A CONSENSUS in Congress holds that the trade agreement President Bush signed with President Gorbachev should not go into effect until, as House Speaker Tom Foley put it, there is ''some positive movement'' by the Soviet Union to let Lithuania take its independence. Mr. Bush has not made this a formal condition -- an omission for which he has come under fire -- but he acknowledges that Congress is insisting on the point. So should he. The moment when President Gorbachev is choking Lithuania with an economic embargo is not the right moment to remove restrictions on Soviet trade.
No one should take this position, however, without acknowledging its large implications. It comes at a possible price. The key tariff and credit penalties that stand to be lifted in a trade agreement are those imposed in 1974 to ensure Soviet Jewish emigration. As it happens, President Gorbachev has just hinted that his emigration policy, which has been generous, may now be clipped to meet Arab objections to a possible flow of Soviet Jews to the Israeli-occupied West Bank. That would put the trade agreement in the deep freeze and severely set back Soviet-American relations on the political level. Presumably Mr. Gorbachev will find a way to back off this ill-considered course.
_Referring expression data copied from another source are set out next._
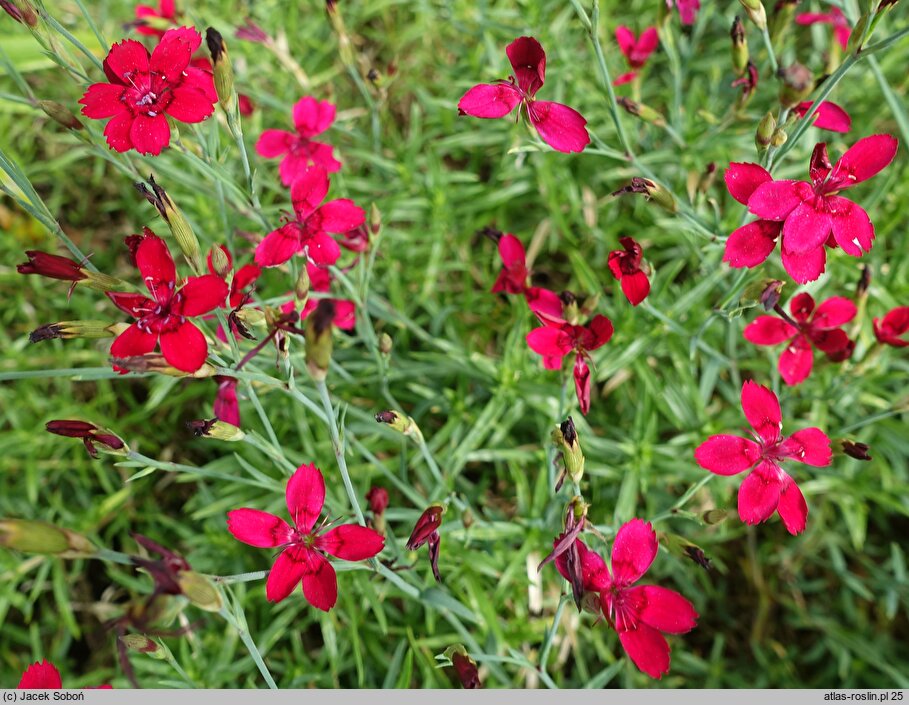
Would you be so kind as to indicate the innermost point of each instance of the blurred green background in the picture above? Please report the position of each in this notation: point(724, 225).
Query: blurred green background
point(824, 609)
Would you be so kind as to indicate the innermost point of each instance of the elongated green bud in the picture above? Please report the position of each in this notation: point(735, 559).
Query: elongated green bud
point(739, 47)
point(40, 537)
point(176, 221)
point(756, 13)
point(223, 70)
point(764, 133)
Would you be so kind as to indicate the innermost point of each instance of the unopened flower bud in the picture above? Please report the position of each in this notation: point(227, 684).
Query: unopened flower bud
point(755, 11)
point(200, 591)
point(739, 47)
point(89, 434)
point(176, 221)
point(859, 451)
point(764, 133)
point(60, 114)
point(464, 666)
point(217, 429)
point(219, 261)
point(645, 112)
point(566, 440)
point(67, 330)
point(318, 339)
point(223, 70)
point(143, 645)
point(796, 84)
point(398, 421)
point(652, 190)
point(40, 537)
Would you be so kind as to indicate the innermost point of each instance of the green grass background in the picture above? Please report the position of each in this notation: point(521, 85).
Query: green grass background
point(823, 609)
Assuming that he does, Congress would be left having added to the trade law's original specified standard of free emigration a major new standard, not inscribed in law, of Lithuanian independence. This has its reasons, but would take its own toll of the standard of constancy expected of a serious government.
There is more. The Soviet Union, a country of 15 republics and more than 100 ''nationalities,'' faces ethnic unrest and claims for ethnic autonomy or statehood without end. Are economic ties with Moscow to be hinged on the satisfaction of the many ''Lithuanias'' that may line up at the door of Congress? Do not hastily dismiss the thought. As a multi-ethnic democratic society, the United States is vulnerable to continuing pressures to mortgage its commerce to Soviet ethnic aspirations, not to speak of democratic ones. As a society committed to international economic exchange, it is also vulnerable to continuing pressures to make economic decisions -- on grain exports to the Soviet Union, for instance -- mainly on economic grounds. Lithuania takes Americans to the heart of an issue they will be grappling with for a long time.